2 Replies Latest reply: Jan 1, 2014 7:59 PM by Srikanth P RSS

    Clean up script or functionality

      Is there a known clean-up / data quality functionality that exists in QLikView ? would you have a reference to example clean-up scripts for the data ?

       

      Clean-up is for sales / revenue data, incl.

       

      * remove duplicates

      * find and handle quasi-duplicates

      ...

       

      Would you more generally have a hint at macros (Excel, others), or algos that perform such clean-up ?

       

      Thanks

        • Re: Clean up script or functionality
          Peter Cammaert

          The best way to get better quality data is to perform cleanups in the source system. Always.

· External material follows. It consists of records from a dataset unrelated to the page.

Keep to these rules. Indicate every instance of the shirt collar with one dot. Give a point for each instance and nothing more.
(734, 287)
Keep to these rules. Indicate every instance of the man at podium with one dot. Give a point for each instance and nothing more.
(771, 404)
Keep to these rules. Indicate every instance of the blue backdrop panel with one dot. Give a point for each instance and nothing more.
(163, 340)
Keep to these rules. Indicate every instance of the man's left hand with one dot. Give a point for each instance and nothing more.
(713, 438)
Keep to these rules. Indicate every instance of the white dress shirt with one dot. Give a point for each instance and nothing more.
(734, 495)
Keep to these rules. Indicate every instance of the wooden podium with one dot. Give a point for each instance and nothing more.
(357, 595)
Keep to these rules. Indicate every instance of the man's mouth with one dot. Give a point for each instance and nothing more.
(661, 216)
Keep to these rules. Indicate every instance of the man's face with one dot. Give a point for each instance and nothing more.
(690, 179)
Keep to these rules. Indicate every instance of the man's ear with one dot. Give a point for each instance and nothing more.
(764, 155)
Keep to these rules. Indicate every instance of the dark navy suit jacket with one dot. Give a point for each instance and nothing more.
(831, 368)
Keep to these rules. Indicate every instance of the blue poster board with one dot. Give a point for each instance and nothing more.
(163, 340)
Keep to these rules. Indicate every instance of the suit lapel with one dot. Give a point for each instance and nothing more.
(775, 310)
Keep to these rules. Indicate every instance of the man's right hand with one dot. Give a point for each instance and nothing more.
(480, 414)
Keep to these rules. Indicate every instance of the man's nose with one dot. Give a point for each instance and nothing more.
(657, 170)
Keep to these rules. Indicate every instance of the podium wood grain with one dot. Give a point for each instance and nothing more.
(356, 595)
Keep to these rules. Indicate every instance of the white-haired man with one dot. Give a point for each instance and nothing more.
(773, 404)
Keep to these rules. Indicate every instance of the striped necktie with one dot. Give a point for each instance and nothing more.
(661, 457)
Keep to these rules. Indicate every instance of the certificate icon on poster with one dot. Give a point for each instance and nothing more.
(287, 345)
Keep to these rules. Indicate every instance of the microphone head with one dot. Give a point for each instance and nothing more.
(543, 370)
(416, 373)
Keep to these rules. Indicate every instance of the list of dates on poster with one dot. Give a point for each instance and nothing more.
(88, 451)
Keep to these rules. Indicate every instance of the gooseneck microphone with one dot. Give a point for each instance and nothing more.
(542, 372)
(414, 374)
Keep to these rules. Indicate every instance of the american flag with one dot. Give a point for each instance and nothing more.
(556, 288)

          Otherwise you'll build BI solutions full of exception handling code. Which is not a pretty sight and may rapidly become a nightmare to maintain.

           

          However, sometimes you're stuck with data that cannot be changed anymore (general ledgers, transaction tables, historical exchange rates and such), especially in ERP systems. IMHO such situations require ad-hoc solutions, tailored to keep the corrective actions efficient and almost invisible.

           

          Also, some code you add to your scripts will not necessarily correct the data, but will bring bad data to the attention of the people responsible. When they correct their mistakes, the code will automatically become "inactive" (because of no more bad values).

           

          Some examples:

          • Impossible dates end up somehow in transactions, causing your calendar to extend into 3014 or something: make an inventory of these dates and if there aren't too many, filter them out using a mapping table.
          • Many table fields should refer to master data, but sometimes have a NULL or empty value: always capture these by putting an out-of-range value (e.g. -1) in these fields and by creating corresponding master data records.
          • Some product codes are used in orders, but there aren't any corresponding definitions in the Products table: add artificial product definitions to the Products table and give them a name like 'UNDEFINED (ProductID)' so that end-users know that something was missing here.
          • ...

           

          Best,

           

          Peter

          • Re: Clean up script or functionality
            Srikanth P

            Please post some sample data so community will help you more.